Complete step by step solution:
We know that $AgCl$ is an insoluble or sparingly soluble salt in water. This happens because the force holding the solid $AgCl$ lattice together is too strong to overcome by the forces favoring the formation of hydrate ions,
The following equilibrium exists when $AgCl$ is added in the water:
$AgCl\left( s \right) \to \mathop {Ag}\nolimits^ + \left( {aq} \right) + \mathop {Cl}\nolimits^ - \left( {aq} \right)$ ----1
But white precipitate of $AgCl$ dissolves in $N{H_3}$ and forms colorless but soluble diamminesilver(I) complex ion, ${\left[ {Ag{{\left( {N\mathop H\nolimits_3 } \right)}_2}} \right]^ + }$.

In aqueous ammonia; $N{H_3}$ act as a ligand and it forms coordination complex with $\mathop {Ag}\nolimits^+$:
$\mathop {Ag}\nolimits^ + \mathop {Cl}\nolimits^ - \left( {aq} \right) + N\mathop H\nolimits_3 \left( {aq} \right) \rightleftharpoons \left[ {Ag{{\left( {N\mathop H\nolimits_3 } \right)}_2}} \right]Cl\left( {aq} \right)$ ---- 2
We can clearly see that reaction (2) lowers the concentration of $\mathop {Ag}\nolimits^+ $ and shifts the equilibrium of reaction (1) to the left and hence, dissolving more $AgCl$ in $N{H_3}$.
Also, the coordination complex ${\left[ {Ag{{\left( {N\mathop H\nolimits_3 } \right)}_2}} \right]^ + }$ has N-H bonds which can participate in hydrogen bonding with water. so, the complex is readily soluble in water even though $\mathop {Ag}\nolimits^+$ isn’t.
Hence from above, it can be said that option C is the correct option.
Additional information:
$\left[ {Ag{{\left( {N\mathop H\nolimits_3 } \right)}_2}} \right]Cl$ is ammoniacal silver chloride.
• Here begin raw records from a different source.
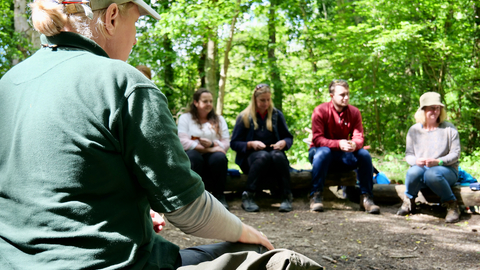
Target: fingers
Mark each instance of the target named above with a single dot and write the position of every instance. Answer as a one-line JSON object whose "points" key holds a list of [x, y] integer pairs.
{"points": [[157, 220], [252, 236]]}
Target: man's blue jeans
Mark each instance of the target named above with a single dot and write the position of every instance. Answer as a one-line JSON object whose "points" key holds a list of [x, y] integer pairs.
{"points": [[324, 160], [439, 179]]}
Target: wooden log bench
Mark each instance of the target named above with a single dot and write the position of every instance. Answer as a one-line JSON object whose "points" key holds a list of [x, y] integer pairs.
{"points": [[390, 194]]}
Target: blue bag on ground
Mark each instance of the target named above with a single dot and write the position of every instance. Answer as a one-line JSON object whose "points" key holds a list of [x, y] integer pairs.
{"points": [[464, 178], [381, 178]]}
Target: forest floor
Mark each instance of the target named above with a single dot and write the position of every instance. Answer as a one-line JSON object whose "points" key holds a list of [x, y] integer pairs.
{"points": [[343, 237]]}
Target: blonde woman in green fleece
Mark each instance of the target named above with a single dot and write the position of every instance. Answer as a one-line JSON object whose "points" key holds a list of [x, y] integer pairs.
{"points": [[88, 147]]}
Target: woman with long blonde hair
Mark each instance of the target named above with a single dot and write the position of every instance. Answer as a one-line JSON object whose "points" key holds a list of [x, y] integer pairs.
{"points": [[260, 138], [204, 136], [433, 152]]}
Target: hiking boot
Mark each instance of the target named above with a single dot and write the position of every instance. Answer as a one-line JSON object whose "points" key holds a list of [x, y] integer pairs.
{"points": [[408, 207], [453, 211], [247, 202], [367, 204], [222, 200], [286, 205], [316, 202]]}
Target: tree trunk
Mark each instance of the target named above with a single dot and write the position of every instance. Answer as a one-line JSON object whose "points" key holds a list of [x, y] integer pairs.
{"points": [[22, 26], [377, 113], [226, 62], [201, 67], [307, 40], [211, 68], [276, 82], [169, 74]]}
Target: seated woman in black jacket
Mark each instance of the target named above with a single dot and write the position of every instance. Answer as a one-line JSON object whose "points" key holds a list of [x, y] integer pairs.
{"points": [[260, 137]]}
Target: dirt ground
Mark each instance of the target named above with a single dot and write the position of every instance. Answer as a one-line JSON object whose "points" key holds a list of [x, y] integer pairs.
{"points": [[343, 237]]}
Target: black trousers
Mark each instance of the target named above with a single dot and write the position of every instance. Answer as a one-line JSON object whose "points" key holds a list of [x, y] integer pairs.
{"points": [[212, 167], [269, 167]]}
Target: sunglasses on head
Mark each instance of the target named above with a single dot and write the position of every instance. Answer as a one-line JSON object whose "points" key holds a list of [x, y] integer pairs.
{"points": [[261, 86]]}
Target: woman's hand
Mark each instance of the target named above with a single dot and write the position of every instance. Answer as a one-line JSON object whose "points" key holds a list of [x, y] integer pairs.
{"points": [[206, 142], [216, 149], [255, 145], [431, 162], [279, 145], [421, 162], [252, 236], [347, 146], [158, 221]]}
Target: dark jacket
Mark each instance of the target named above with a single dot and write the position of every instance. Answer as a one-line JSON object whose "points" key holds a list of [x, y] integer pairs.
{"points": [[242, 135]]}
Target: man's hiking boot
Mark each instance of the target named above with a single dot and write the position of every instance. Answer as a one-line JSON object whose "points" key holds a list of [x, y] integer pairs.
{"points": [[367, 204], [316, 202], [453, 211], [247, 202], [286, 205], [221, 199], [408, 207]]}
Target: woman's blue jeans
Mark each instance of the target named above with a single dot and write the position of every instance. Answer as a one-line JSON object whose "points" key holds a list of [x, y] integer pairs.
{"points": [[439, 179], [324, 160]]}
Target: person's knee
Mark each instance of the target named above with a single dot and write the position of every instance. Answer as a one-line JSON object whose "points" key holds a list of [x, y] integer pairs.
{"points": [[322, 153], [263, 158], [196, 159], [363, 156], [414, 172], [219, 159], [278, 156], [433, 176]]}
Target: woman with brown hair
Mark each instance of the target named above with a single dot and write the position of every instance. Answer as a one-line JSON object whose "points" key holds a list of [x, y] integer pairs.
{"points": [[260, 138], [204, 136]]}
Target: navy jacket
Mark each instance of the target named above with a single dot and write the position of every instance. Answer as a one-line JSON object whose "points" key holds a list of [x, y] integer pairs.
{"points": [[242, 135]]}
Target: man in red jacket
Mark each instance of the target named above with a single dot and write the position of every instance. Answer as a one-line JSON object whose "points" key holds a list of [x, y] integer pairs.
{"points": [[333, 124]]}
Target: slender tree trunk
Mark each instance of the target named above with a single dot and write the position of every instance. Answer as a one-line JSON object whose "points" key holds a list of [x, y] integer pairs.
{"points": [[169, 74], [307, 40], [211, 68], [201, 67], [226, 63], [277, 84], [22, 26], [377, 114]]}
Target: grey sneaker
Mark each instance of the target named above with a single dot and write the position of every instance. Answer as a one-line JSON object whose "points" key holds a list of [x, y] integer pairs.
{"points": [[408, 207], [247, 202], [316, 202], [286, 205], [453, 211], [221, 198], [367, 204]]}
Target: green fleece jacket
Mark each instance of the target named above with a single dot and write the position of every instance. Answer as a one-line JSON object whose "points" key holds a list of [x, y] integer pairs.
{"points": [[87, 146]]}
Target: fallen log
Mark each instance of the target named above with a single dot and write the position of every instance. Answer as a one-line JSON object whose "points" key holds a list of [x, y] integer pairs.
{"points": [[390, 194]]}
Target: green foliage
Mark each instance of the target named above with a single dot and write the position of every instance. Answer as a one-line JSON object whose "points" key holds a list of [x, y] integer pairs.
{"points": [[10, 41], [391, 52]]}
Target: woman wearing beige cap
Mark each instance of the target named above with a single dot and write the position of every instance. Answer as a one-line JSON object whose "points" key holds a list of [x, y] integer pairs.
{"points": [[88, 147], [433, 150]]}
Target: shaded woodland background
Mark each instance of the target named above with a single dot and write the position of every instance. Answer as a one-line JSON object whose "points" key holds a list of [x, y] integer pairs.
{"points": [[391, 52]]}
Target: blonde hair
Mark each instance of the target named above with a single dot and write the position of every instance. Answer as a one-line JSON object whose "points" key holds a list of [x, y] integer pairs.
{"points": [[145, 70], [420, 116], [49, 18], [251, 110]]}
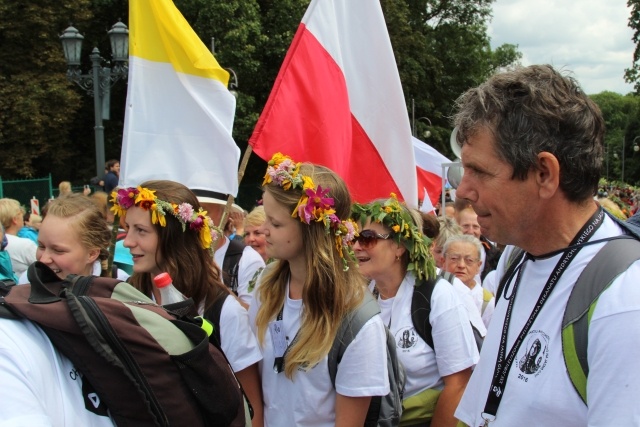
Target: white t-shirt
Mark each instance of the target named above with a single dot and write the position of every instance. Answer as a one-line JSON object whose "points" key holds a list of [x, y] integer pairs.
{"points": [[236, 337], [22, 252], [97, 269], [489, 282], [39, 386], [250, 262], [456, 348], [538, 389], [310, 399], [477, 295]]}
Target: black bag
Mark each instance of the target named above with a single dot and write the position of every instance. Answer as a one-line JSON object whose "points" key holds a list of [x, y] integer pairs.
{"points": [[149, 366], [384, 411]]}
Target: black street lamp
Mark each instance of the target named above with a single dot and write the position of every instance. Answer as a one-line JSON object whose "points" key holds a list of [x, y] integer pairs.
{"points": [[98, 83]]}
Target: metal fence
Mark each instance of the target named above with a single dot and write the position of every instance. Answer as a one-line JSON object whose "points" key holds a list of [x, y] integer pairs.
{"points": [[23, 190], [42, 189]]}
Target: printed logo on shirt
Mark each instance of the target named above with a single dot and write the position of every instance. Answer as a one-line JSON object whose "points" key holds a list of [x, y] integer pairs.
{"points": [[532, 356], [406, 338]]}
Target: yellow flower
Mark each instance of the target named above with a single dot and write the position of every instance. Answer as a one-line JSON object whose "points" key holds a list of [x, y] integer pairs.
{"points": [[145, 195], [302, 202], [157, 216], [205, 236]]}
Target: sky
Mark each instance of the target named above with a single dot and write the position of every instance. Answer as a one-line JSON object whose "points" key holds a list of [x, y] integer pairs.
{"points": [[590, 38]]}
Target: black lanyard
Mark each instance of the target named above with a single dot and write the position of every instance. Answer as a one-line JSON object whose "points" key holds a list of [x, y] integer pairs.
{"points": [[503, 364]]}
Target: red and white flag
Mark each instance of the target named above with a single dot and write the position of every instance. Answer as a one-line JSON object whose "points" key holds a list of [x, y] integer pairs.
{"points": [[338, 102], [429, 169]]}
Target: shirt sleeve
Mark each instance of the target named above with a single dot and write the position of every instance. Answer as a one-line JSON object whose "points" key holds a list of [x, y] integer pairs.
{"points": [[613, 384], [249, 264], [362, 371], [236, 336]]}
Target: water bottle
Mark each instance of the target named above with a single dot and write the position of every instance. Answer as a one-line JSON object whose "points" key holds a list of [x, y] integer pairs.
{"points": [[168, 293]]}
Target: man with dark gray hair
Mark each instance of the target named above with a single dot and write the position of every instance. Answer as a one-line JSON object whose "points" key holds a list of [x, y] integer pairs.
{"points": [[532, 151]]}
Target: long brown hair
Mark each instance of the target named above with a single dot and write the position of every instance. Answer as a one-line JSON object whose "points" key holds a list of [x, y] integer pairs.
{"points": [[329, 292], [180, 253]]}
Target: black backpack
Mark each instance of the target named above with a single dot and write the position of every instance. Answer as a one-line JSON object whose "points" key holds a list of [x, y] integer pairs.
{"points": [[384, 411], [150, 366], [421, 308], [231, 264]]}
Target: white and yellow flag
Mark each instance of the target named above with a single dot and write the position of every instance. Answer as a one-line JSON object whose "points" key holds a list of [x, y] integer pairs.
{"points": [[179, 112]]}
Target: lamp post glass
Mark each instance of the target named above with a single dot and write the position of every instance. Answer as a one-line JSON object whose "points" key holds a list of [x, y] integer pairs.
{"points": [[98, 82]]}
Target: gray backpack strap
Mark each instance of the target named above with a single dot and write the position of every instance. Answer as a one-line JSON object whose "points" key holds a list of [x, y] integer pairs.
{"points": [[348, 330], [613, 259]]}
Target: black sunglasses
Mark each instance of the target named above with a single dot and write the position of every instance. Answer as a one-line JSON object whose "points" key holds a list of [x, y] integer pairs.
{"points": [[369, 238]]}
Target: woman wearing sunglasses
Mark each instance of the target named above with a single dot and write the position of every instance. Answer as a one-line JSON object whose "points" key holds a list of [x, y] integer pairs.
{"points": [[394, 254]]}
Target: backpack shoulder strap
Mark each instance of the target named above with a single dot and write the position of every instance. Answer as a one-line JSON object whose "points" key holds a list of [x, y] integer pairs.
{"points": [[349, 328], [512, 262], [614, 258], [421, 308], [486, 297]]}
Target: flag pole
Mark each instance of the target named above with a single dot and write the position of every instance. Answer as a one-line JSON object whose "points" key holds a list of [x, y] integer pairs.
{"points": [[230, 199]]}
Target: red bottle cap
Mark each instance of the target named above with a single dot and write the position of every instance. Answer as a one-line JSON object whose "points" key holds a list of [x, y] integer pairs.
{"points": [[162, 280]]}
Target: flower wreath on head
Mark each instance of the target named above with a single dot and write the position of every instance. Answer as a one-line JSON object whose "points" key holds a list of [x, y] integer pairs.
{"points": [[397, 218], [146, 199], [314, 204]]}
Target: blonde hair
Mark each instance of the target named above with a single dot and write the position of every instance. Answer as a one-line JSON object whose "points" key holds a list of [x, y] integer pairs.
{"points": [[448, 228], [255, 218], [329, 292], [64, 187], [92, 228]]}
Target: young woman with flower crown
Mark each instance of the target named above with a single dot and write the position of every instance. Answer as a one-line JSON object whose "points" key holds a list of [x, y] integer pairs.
{"points": [[303, 296], [168, 231], [394, 254]]}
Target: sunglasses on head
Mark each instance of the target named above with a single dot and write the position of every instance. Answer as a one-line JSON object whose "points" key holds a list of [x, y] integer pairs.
{"points": [[369, 238]]}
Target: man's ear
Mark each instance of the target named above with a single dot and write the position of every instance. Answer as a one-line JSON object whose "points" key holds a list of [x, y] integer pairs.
{"points": [[547, 174]]}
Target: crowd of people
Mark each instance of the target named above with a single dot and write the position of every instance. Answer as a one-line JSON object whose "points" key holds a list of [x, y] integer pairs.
{"points": [[490, 276]]}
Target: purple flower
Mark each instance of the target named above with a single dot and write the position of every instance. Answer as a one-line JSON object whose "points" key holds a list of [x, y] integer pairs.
{"points": [[127, 197], [318, 203], [185, 210]]}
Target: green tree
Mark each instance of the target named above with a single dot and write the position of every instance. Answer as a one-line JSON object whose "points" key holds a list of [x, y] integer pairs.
{"points": [[46, 124], [37, 105], [632, 74], [448, 51]]}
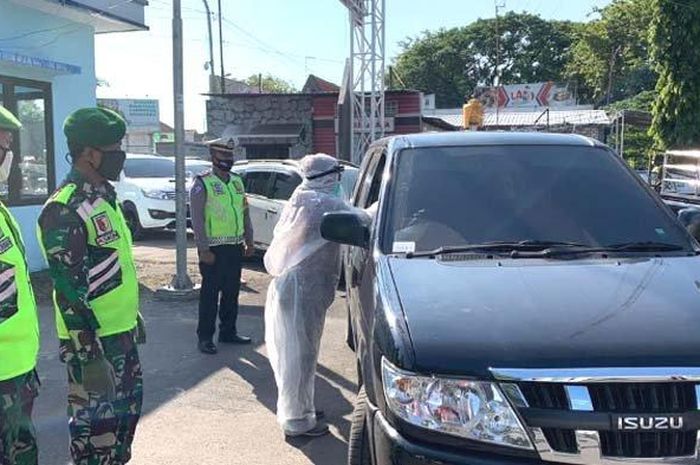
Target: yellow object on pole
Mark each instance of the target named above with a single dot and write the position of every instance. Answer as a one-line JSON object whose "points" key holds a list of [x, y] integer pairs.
{"points": [[473, 114]]}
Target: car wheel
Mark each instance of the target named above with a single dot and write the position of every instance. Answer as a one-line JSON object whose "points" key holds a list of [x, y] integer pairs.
{"points": [[133, 223], [359, 452]]}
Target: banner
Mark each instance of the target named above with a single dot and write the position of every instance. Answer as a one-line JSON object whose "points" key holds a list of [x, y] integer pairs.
{"points": [[139, 113], [527, 96]]}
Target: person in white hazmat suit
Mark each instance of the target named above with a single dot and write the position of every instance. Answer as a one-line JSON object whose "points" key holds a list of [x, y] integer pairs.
{"points": [[305, 271]]}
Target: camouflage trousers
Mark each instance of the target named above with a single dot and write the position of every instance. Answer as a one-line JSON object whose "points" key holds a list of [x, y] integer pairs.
{"points": [[101, 431], [17, 434]]}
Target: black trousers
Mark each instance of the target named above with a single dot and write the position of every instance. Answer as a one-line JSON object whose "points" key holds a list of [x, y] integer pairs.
{"points": [[221, 284]]}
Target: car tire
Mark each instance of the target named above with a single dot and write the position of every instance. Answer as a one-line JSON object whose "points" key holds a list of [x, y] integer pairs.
{"points": [[132, 221], [359, 450]]}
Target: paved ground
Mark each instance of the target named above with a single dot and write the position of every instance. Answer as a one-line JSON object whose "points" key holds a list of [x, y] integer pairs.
{"points": [[199, 409]]}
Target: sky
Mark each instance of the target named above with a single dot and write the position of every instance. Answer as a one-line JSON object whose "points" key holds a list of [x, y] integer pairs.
{"points": [[286, 38]]}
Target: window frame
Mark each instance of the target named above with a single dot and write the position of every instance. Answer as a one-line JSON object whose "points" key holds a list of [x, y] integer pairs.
{"points": [[268, 185], [289, 173], [14, 196]]}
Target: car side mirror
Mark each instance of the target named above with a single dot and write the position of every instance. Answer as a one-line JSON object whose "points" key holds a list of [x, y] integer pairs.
{"points": [[351, 228], [690, 218]]}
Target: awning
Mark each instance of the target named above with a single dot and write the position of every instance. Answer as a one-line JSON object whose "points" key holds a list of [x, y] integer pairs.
{"points": [[279, 133]]}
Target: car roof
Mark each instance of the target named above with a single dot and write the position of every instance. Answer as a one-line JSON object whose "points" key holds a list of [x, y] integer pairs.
{"points": [[144, 156], [286, 162], [466, 138]]}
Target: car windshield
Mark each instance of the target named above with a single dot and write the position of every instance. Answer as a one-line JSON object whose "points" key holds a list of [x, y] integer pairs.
{"points": [[149, 168], [196, 167], [458, 196], [348, 180]]}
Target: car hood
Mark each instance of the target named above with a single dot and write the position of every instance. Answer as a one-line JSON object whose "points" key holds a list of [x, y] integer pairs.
{"points": [[166, 184], [467, 317]]}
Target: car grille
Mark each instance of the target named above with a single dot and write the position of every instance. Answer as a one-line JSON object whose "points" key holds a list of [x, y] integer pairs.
{"points": [[622, 398]]}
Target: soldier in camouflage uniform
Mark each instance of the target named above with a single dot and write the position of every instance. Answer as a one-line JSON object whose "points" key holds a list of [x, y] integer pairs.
{"points": [[19, 328], [88, 248]]}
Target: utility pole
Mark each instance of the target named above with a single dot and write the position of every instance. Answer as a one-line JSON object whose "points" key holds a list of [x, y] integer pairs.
{"points": [[497, 77], [221, 50], [181, 282], [212, 73]]}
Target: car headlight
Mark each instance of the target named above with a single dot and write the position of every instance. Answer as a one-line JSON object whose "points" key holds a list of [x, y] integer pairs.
{"points": [[156, 194], [470, 409]]}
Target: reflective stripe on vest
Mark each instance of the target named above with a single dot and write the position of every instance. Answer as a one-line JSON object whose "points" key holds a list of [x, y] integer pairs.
{"points": [[113, 293], [19, 329], [223, 210]]}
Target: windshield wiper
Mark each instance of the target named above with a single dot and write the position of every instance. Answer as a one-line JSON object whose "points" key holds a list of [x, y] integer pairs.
{"points": [[500, 246], [648, 246]]}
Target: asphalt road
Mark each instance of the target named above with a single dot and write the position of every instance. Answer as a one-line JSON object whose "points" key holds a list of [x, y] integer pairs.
{"points": [[201, 409]]}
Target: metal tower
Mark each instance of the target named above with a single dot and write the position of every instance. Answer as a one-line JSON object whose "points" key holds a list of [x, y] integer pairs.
{"points": [[367, 71]]}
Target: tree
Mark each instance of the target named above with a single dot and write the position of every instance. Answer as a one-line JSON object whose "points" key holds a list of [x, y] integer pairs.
{"points": [[676, 50], [610, 58], [452, 63], [271, 84], [638, 143]]}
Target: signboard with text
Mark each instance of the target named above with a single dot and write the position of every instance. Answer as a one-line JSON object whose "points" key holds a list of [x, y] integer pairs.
{"points": [[143, 114], [527, 96]]}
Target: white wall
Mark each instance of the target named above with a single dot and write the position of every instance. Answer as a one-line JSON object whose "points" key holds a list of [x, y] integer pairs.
{"points": [[66, 42]]}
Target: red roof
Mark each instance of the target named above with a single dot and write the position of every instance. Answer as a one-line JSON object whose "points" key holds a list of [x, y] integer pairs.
{"points": [[316, 85]]}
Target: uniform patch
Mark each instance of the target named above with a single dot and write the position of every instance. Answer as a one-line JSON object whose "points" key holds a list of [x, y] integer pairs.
{"points": [[103, 228], [5, 244], [218, 188]]}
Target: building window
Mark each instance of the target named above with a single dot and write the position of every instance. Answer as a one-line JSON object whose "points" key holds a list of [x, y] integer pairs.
{"points": [[32, 176]]}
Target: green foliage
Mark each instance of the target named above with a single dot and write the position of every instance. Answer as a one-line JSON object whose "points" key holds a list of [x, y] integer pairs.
{"points": [[271, 84], [675, 48], [617, 41], [451, 63], [638, 143]]}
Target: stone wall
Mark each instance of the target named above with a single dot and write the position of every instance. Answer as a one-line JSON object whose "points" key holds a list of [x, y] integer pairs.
{"points": [[244, 112]]}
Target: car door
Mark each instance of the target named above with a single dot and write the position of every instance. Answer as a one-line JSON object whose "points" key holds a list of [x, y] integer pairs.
{"points": [[284, 182], [257, 186], [357, 259]]}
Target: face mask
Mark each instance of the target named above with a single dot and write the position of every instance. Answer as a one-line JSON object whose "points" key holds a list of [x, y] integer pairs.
{"points": [[6, 166], [112, 164], [223, 165]]}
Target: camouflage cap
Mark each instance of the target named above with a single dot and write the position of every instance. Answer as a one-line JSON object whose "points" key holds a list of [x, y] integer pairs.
{"points": [[94, 127], [8, 121]]}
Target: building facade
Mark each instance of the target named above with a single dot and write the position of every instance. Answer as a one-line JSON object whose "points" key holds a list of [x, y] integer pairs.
{"points": [[47, 70], [282, 126]]}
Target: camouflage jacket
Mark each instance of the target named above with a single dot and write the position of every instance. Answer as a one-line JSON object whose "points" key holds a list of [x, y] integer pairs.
{"points": [[65, 240]]}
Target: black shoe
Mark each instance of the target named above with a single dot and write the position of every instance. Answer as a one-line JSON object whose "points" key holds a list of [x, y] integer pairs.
{"points": [[234, 339], [207, 348], [320, 429]]}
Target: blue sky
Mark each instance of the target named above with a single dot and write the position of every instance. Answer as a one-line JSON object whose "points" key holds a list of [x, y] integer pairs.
{"points": [[288, 38]]}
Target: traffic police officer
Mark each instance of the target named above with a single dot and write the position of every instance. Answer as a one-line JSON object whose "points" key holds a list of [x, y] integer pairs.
{"points": [[224, 235], [88, 247], [19, 328]]}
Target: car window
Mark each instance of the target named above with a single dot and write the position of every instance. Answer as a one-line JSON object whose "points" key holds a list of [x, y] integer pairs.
{"points": [[373, 183], [348, 180], [149, 168], [283, 185], [257, 182], [452, 196]]}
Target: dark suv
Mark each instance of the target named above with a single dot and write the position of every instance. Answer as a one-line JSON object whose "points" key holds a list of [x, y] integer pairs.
{"points": [[518, 299]]}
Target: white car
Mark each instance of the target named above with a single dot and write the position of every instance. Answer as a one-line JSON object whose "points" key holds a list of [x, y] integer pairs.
{"points": [[268, 186], [146, 191]]}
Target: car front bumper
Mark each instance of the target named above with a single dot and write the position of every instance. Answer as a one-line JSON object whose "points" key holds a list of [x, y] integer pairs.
{"points": [[392, 448]]}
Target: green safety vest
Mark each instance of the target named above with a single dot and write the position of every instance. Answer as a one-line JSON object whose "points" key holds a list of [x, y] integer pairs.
{"points": [[113, 293], [19, 334], [223, 210]]}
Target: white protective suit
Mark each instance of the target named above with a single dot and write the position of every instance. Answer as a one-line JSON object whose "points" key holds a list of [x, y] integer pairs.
{"points": [[305, 271]]}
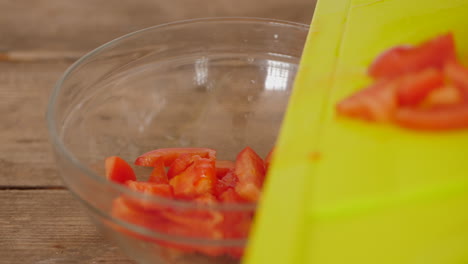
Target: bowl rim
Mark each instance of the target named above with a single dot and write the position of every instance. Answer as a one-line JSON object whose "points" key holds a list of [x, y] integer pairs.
{"points": [[70, 157]]}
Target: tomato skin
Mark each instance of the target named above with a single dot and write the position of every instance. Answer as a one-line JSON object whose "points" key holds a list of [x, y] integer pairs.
{"points": [[268, 158], [198, 179], [401, 60], [229, 180], [181, 164], [223, 167], [158, 175], [150, 188], [375, 103], [169, 155], [458, 76], [250, 172], [118, 170], [437, 118], [413, 88]]}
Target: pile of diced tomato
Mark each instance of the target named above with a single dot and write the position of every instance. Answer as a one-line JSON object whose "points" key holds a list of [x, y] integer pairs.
{"points": [[422, 87], [191, 174]]}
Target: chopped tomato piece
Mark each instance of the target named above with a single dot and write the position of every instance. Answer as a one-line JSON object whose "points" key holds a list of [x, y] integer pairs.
{"points": [[250, 172], [223, 167], [181, 164], [445, 95], [199, 178], [227, 181], [118, 170], [268, 159], [458, 76], [405, 59], [413, 88], [199, 222], [437, 118], [151, 189], [375, 103], [158, 175], [169, 155]]}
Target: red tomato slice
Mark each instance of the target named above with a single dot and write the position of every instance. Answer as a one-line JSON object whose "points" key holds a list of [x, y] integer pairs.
{"points": [[158, 175], [268, 159], [150, 188], [203, 222], [118, 170], [250, 172], [437, 118], [403, 59], [198, 179], [375, 103], [227, 181], [446, 95], [169, 155], [181, 164], [223, 167], [413, 88], [458, 76]]}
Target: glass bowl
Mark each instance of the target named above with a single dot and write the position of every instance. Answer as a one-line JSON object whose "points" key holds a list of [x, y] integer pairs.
{"points": [[220, 83]]}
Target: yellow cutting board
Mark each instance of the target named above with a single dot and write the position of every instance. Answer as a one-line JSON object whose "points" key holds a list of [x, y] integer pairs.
{"points": [[346, 191]]}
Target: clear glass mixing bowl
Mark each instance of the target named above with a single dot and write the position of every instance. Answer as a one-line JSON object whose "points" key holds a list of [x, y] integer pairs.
{"points": [[216, 83]]}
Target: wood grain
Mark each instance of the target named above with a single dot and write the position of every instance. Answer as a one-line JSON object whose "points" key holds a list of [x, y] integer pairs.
{"points": [[57, 25], [39, 221], [25, 159], [49, 226]]}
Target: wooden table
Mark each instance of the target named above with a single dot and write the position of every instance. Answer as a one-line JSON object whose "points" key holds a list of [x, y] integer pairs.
{"points": [[39, 220]]}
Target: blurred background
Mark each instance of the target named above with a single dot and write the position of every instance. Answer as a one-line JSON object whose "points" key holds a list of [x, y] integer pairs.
{"points": [[39, 221]]}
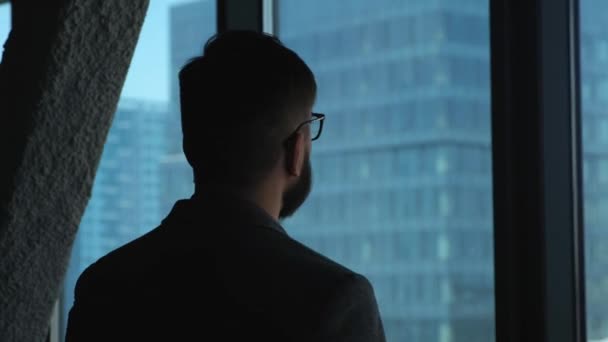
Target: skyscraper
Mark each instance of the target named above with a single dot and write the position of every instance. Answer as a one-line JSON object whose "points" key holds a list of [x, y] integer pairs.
{"points": [[402, 188], [126, 191], [189, 30]]}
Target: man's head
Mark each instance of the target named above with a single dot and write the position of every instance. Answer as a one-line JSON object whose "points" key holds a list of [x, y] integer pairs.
{"points": [[243, 102]]}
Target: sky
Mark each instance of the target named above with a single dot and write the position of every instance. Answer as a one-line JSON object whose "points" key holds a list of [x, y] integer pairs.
{"points": [[148, 77]]}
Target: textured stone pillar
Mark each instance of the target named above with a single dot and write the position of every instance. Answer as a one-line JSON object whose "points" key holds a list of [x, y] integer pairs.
{"points": [[62, 71]]}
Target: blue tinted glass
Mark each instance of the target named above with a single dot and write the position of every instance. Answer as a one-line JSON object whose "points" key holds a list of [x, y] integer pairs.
{"points": [[142, 171], [594, 94]]}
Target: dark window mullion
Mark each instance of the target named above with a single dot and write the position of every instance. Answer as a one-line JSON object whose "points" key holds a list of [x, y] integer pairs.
{"points": [[538, 247]]}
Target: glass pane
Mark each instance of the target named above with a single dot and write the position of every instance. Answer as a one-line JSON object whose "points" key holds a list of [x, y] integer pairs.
{"points": [[594, 92], [403, 183], [142, 170]]}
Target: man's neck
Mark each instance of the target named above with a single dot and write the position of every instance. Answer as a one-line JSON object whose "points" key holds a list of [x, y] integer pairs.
{"points": [[269, 201]]}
With silvernatrate it is also called Tollens reagent. It is prepared by adding $N\mathop H\nolimits_4 OH$ to $AgN\mathop O\nolimits_3$.
When an aldehyde is heated with tollen’s reagent, the aldehyde reduces silver ions to metallic silver and a bright silver mirror is produced on the inner side of the test tube and the aldehyde is oxidized to corresponding carboxylate ion.

Note: It should be remembered that $AgCl$ do not dissolve in water but readily dissolve in $N{H_3}$ due to formation of coordination complex diamminesilver(I) chloride.
The color of solid $AgCl$ precipitate is yellow, because of the presence of chloride ion.